2019 Quarterly Review
/Hello! I’ve started a website to help make my own work and that of the amazing people I get to work with more visible, and also to comment on Pitchfork articles I don’t agree with. To kick things off, here’s a recap of the year so far.
In the early minutes of 2019, INYAL were halfway through a performance at Ardgay Hall which was loads of fun despite numerous power outages. Sutherland Sessions do brilliant work bringing great concerts to rural areas, and by inviting Heisk and ourselves to the highlands on Hogmanay, they put on a night of weird and adventurous music that can be a difficult sell when there are ceilidhs happening in every bus stop, village hall and corner shop. Hats off to them for taking risks.
Once we returned from the frozen yet extremely hospitable north we began preparations for our Celtic Connections headline at the QMU. For this, we enlisted the services of an extended line up, with Signy Jakobsdottir, Laura Wilkie and Charlie Stewart helping us make the show the disco triumph we had always dreamed of. We will miss the big band when we head out to Australia in a few months time, but the sunnier climate and abundance of pelicans should see us forget about it all pretty quickly as we descend into an antipodean bliss that will only be dispelled when our visas expire and we’re forcibly ejected from the country.
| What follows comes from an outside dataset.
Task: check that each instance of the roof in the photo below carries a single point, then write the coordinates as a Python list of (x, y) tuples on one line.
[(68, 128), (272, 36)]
Other musical endeavours included a spot of filming for BBC Alba with Skye song encyclopaedia Catherine Tinney, a few Live Music Now gigs with fiddle ornament dispenser Robbie Greig and preparations for Gaeltictronica 2019. More on that in the coming weeks.
The last few months have also seen videos I produced for Rura, Mike Vass and the Traditional Music Forum go live online. They were all brilliant projects to work on, and all three featured incredibly talented musicians.
The rest of the year has mostly been filled with using a new ultra-rugged, waterproof and indestructible GoPro to film extremely pedestrian trips around town on a bicycle. It’s not Geraint Thomas tearing apart the Tour de France, but I’m sure it’ll find a use somewhere. Get in touch if you want a music video that places Glasgow city centre traffic front and centre.
There’s some cool gigs on the horizon which I’ll try and write about, and hopefully March will include an escape from the city to high-rise behemoths of Assynt, in which case I’ll be making sure everyone sees that it happened and understands how wholesome and spiritually rewarding the experience was. In the meantime, check out and support the work of the people mentioned above if you can, as they’re all totally wizard.